Amazon Textract is a machine learning service that extracts text and handwriting from scanned documents. It can also analyze and extract data from forms and tables.
This connector allows you to use the following Textract capabilities:
Detect and extract handwriting and printed text from scanned documents
Identify, analyze, and extract data structured in forms and tables
Extract financial data from printed documents
This component is based on the AWS SDK for .NET v3.
To use this connector you must have:
An AWS account, so you can use Amazon Textract
An AWS access key (access key ID and secret access key)
Some connector actions also require the input file to be stored in an S3 bucket. To use these capabilities, the AWS account must have access to get objects from the specified bucket.
See the AWS documentation for detailed information on getting started, developing, and working with Amazon Textract.
To configure your connector to access Amazon Textract, you need the following AWS authentication information:
The access key ID of your AWS access key
The secret access key of your AWS access key
The AWS Region of the service endpoint you want to connect. To reduce latency, you should choose a region close to your application server. See the API documentation for the list of region names.

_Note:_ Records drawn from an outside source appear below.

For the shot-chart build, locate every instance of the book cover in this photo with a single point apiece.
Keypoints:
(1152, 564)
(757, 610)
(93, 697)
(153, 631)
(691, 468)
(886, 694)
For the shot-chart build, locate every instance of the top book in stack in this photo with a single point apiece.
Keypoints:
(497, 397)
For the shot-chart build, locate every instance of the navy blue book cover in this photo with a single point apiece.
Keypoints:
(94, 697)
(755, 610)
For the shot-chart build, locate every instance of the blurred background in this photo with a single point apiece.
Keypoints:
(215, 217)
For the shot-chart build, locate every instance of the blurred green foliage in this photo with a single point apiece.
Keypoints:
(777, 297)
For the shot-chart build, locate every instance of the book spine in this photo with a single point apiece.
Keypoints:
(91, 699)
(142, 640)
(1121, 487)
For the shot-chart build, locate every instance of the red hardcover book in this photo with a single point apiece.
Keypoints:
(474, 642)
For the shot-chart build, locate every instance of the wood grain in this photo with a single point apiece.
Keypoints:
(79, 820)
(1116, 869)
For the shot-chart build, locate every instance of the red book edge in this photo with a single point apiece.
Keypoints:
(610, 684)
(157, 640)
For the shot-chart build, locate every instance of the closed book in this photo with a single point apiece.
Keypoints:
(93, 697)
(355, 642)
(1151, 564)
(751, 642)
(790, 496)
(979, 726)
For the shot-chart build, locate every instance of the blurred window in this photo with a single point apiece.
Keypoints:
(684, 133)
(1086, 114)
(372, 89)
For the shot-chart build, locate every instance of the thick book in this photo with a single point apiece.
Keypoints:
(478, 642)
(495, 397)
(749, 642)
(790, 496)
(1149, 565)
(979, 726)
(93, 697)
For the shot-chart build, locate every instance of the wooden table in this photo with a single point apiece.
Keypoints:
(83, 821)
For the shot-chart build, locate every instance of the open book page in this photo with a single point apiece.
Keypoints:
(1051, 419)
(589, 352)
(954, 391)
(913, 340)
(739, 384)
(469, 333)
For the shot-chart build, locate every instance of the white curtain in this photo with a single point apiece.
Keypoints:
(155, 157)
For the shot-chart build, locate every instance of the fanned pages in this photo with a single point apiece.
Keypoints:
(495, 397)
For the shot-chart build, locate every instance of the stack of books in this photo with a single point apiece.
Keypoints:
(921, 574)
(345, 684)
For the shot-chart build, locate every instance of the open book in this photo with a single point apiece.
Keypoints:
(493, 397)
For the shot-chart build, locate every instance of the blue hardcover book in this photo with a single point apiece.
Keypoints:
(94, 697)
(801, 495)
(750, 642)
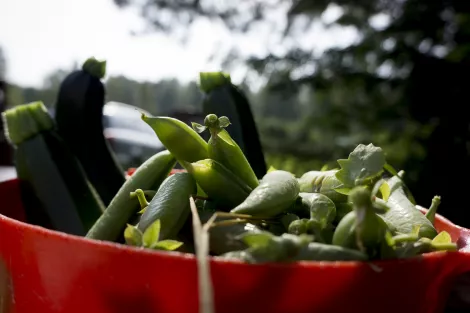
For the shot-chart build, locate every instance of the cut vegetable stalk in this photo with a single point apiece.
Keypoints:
(50, 173)
(431, 213)
(223, 149)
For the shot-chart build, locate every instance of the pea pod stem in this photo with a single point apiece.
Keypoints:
(147, 193)
(139, 193)
(431, 213)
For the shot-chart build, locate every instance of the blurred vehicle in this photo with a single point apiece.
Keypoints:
(131, 139)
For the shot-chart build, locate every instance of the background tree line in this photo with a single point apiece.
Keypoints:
(402, 85)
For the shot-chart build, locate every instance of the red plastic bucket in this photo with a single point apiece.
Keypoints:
(48, 271)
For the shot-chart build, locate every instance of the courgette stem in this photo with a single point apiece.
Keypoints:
(431, 213)
(94, 67)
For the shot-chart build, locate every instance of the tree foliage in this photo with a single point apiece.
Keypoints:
(400, 85)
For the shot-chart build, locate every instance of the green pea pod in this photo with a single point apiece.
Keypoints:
(298, 227)
(219, 183)
(277, 191)
(170, 205)
(323, 252)
(223, 149)
(362, 228)
(342, 209)
(322, 182)
(403, 215)
(180, 139)
(321, 208)
(147, 176)
(223, 239)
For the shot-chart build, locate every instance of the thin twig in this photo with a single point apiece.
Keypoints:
(201, 242)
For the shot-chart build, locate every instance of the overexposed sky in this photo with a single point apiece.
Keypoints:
(39, 36)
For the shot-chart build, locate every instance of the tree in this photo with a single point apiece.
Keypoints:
(380, 88)
(2, 65)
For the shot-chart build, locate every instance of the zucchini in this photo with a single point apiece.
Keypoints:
(223, 98)
(56, 191)
(149, 175)
(79, 118)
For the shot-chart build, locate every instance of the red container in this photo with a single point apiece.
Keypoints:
(47, 271)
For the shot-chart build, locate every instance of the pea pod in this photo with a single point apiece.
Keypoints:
(323, 252)
(223, 149)
(322, 182)
(219, 183)
(170, 205)
(265, 247)
(320, 207)
(180, 139)
(148, 176)
(277, 191)
(223, 239)
(403, 215)
(362, 228)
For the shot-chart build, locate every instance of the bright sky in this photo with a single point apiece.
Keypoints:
(39, 36)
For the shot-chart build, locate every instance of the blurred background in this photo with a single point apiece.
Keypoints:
(322, 76)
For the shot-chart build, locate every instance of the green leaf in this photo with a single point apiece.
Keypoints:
(208, 81)
(133, 236)
(224, 122)
(152, 234)
(255, 240)
(444, 246)
(375, 189)
(198, 127)
(390, 169)
(389, 239)
(385, 191)
(364, 163)
(343, 191)
(167, 245)
(442, 238)
(94, 67)
(415, 230)
(271, 168)
(324, 168)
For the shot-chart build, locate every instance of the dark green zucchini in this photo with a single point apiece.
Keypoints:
(79, 118)
(55, 191)
(223, 98)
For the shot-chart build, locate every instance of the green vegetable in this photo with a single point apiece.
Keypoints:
(79, 118)
(319, 207)
(403, 215)
(54, 188)
(322, 182)
(223, 239)
(323, 252)
(363, 166)
(180, 139)
(225, 99)
(219, 183)
(276, 192)
(147, 176)
(431, 213)
(321, 212)
(265, 247)
(170, 205)
(362, 228)
(223, 149)
(150, 238)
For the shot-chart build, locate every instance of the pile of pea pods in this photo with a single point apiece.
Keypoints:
(358, 212)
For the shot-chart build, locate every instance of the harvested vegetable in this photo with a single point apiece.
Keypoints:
(79, 118)
(277, 191)
(55, 189)
(354, 213)
(119, 212)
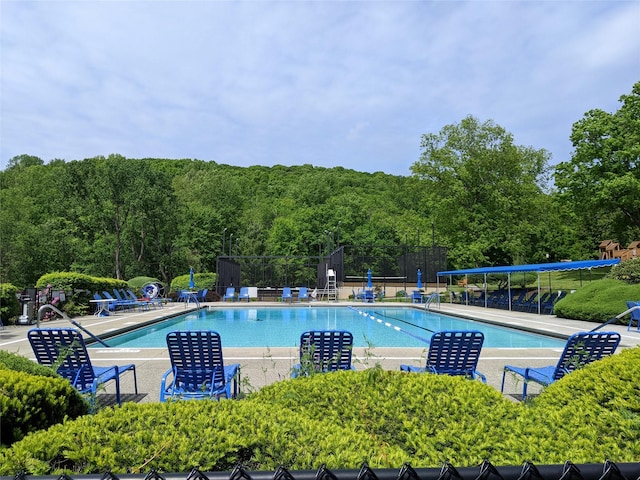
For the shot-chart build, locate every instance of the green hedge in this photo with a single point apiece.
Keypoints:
(598, 301)
(344, 418)
(9, 304)
(29, 403)
(201, 280)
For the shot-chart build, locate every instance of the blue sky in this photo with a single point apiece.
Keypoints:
(327, 83)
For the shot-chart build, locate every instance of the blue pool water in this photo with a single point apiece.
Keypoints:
(282, 327)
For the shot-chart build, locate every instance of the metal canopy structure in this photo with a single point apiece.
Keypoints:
(535, 267)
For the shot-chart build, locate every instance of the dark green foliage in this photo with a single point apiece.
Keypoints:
(9, 305)
(597, 301)
(33, 402)
(627, 271)
(344, 418)
(201, 280)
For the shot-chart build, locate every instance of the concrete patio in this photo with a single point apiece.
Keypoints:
(261, 366)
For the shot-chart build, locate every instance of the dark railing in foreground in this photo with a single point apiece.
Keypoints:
(485, 471)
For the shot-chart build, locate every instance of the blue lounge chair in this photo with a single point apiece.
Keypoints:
(64, 349)
(324, 351)
(197, 368)
(635, 315)
(303, 294)
(230, 295)
(581, 349)
(453, 353)
(286, 294)
(244, 294)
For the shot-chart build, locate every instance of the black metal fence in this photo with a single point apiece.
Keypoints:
(389, 264)
(485, 471)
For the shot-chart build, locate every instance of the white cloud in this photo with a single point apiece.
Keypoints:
(328, 83)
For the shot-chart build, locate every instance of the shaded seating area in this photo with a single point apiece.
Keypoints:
(453, 353)
(509, 296)
(230, 294)
(286, 295)
(244, 294)
(64, 349)
(197, 368)
(303, 294)
(580, 350)
(324, 351)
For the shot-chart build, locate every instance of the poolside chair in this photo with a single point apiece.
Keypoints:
(453, 353)
(230, 294)
(581, 349)
(286, 295)
(303, 294)
(64, 349)
(324, 351)
(635, 315)
(197, 368)
(244, 294)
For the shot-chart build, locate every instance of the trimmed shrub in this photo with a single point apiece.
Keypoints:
(627, 271)
(597, 301)
(9, 304)
(201, 280)
(344, 418)
(33, 402)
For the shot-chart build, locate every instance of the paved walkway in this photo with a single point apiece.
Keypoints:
(261, 366)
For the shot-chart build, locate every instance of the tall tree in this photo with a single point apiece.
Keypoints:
(483, 192)
(601, 182)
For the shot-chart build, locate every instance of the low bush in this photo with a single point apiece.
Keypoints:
(597, 301)
(29, 403)
(9, 304)
(344, 418)
(627, 271)
(201, 280)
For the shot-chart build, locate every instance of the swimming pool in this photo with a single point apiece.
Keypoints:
(370, 326)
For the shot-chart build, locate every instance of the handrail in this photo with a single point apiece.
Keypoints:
(617, 317)
(434, 296)
(48, 306)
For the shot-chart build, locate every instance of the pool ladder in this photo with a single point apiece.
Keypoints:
(433, 298)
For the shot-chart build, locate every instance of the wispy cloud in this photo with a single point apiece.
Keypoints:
(328, 83)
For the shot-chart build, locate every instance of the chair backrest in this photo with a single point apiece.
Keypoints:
(196, 358)
(583, 348)
(455, 352)
(65, 350)
(326, 350)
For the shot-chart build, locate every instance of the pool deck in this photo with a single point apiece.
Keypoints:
(260, 366)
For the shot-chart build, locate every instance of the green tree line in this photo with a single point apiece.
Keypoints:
(488, 200)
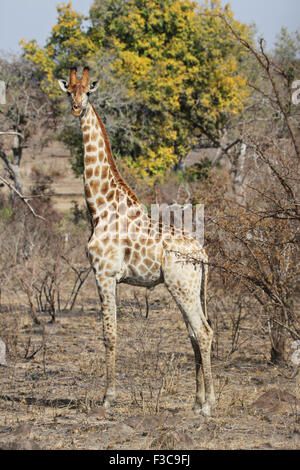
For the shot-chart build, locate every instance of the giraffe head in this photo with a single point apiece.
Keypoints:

Use the above information to fill in the following site properties available in the AmazonTextractConnector_IS module:
Access Key
Secret Access Key
Region (default value is "USEast1")
The connector uses the values in these site properties as the default AWS credentials to authenticate in Amazon Textract.
Alternatively, you can specify different credentials when invoking an action from the connector in your logic by using the AWSCredentials input parameter.
Each time you run an action from the connector, the authentication in Amazon Textract is performed as follows (see this logic in GetAmazonCredentials action):
If the AWSCredentials input parameter is passed (the parameter isn’t mandatory), these values are used to authenticate.
Otherwise, the authentication uses the values in the Access Key, Secret Access Key, and Region site properties.
If the values in the site properties are not set, an exception is raised: “Invalid configuration. Please validate the values."
With this design, you have the flexibility to define a set of AWS credentials for specific actions, while using the ones configured in the site properties as default credentials for the remaining actions.